Photography by Yoann et Marco
“It really comes from when we realised Ester was not the only one having an issue with the way fashion was displaying a woman’s body,” Delepierre says. Manas joins in, “At the beginning, it was really selfish and it was for myself because I was mad and frustrated. It was for my creativity, for my dream.” At a size 44-46 – about a UK 16/18 – finding garb that fit her figure correctly was a struggle for Manas. In her bid to channel those frustrations into a solution, she soon to develop new construction techniques that would allow for wider sizing and more malleability. “When we did the first collection, everyone was like, ‘Okay, this is really cool, you should move forward with this,'” Delepierre recalls. “It was super emotional to have this feedback from models, friends and customers at the end.” There is a massive market out there for women with bigger bodies looking to score something stylish. “It’s not only about image, it’s about what you can find in a shop, it’s about dressing everyone,” Manas declares.
Ester Manas has made a commitment to being inclusive when fashion still hasn’t made a whole lot of progress in that respect. We’re seeing more curve models on the runway, but progress is slow. “It’s like, one step forward and two steps back. A few years ago, the representation was there, but fashion month a few months back was a nightmare, especially in Paris, but also in Milan and New York. Only London was moving forward because of three young brands,” says Manas. “When the press can count the curvy girls, it’s not good news,” Delepierre adds.
The pair usually work with a one-size-fits-all framework, sometimes including two for certain products, and more rarely, your typical S, M, L lineup. “It’s a good solution because stores have to buy that one size,” Manas explains. “The brand has to play the game, but the stores also have to. It’s a joint effort, really.”
Photography by Hadrien Chevalier, Oriane Verstraeten and Nicolas Kuttler
Ester Manas’ collections themselves are predominantly made up of diaphanous, second-skin dresses – beautifully spliced and flesh-baring. The pair also specialise in sinuous bra tops, big, bouncy ruffles, ruched details and lacy and slinky pencil or micro-mini skirts underpinning décolletage or hip-flashing cut-outs. Blouses and gowns expand, thanks to a system of ruffles, to fit all silhouettes, accentuating the sensual curves of a woman’s body and driving home the firm belief that fashion is for all.
Textiles play a crucial role in the brand’s aesthetic which often uses clever ruching techniques, stretch, ribbed jersey, smocking and cutouts to create its sexy, elevated, see-through silhouettes. “We spend a lot of time in warehouses in the south and north of Paris to find deadstock fabrics,” Manas explains, “then mixing the fabrics we found together because it’s the only way we want to create collections.” The brand’s AW23 collection, for example, was manufactured using 90 percent deadstock. Manas goes on to explain that 80 percent of the materials they use offer some kind of elastication, but that she prefers to play with ruching in order to “welcome a lot of aspects of size”.

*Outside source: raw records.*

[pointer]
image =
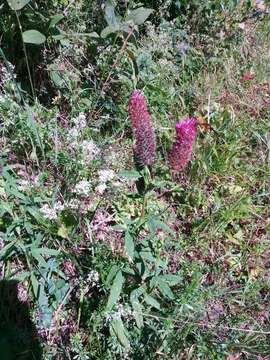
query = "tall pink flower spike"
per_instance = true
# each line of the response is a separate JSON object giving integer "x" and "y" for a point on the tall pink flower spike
{"x": 145, "y": 145}
{"x": 181, "y": 153}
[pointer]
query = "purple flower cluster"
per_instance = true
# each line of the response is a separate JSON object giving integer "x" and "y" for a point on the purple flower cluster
{"x": 145, "y": 145}
{"x": 181, "y": 153}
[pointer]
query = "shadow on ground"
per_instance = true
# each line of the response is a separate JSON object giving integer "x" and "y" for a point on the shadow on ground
{"x": 18, "y": 336}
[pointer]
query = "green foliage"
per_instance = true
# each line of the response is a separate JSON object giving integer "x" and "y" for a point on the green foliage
{"x": 118, "y": 263}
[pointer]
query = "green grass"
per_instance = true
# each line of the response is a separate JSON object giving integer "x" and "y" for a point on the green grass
{"x": 178, "y": 271}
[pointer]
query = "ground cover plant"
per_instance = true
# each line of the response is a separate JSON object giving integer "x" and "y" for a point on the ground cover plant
{"x": 134, "y": 180}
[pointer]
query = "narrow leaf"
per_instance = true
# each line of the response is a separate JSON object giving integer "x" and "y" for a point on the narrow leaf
{"x": 129, "y": 245}
{"x": 120, "y": 332}
{"x": 115, "y": 291}
{"x": 165, "y": 290}
{"x": 139, "y": 15}
{"x": 17, "y": 4}
{"x": 33, "y": 37}
{"x": 137, "y": 307}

“It’s not about just draping on the mannequin,” she says. “It’s really about beauty, but also about maths. We work almost like scientists [when we’re] designing products.”

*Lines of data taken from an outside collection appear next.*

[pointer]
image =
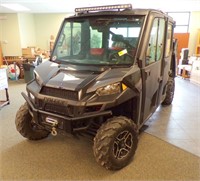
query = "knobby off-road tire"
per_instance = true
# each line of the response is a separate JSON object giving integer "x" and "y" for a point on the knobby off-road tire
{"x": 26, "y": 127}
{"x": 170, "y": 92}
{"x": 115, "y": 143}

Photography by Hadrien Chevalier
It’ll only be a matter of weeks after the pair recite their vows before they’re to deliver another gauzy collection. This one will be during Paris Fashion Week in September. Until then, the couple will continue to keep on fighting for size inclusivity. “The Manas girl was not invited into the fashion world before,” Delepierre says, “we have so much to say about her and her body. It’s really exciting.”
Photography courtesy of Ester Manas.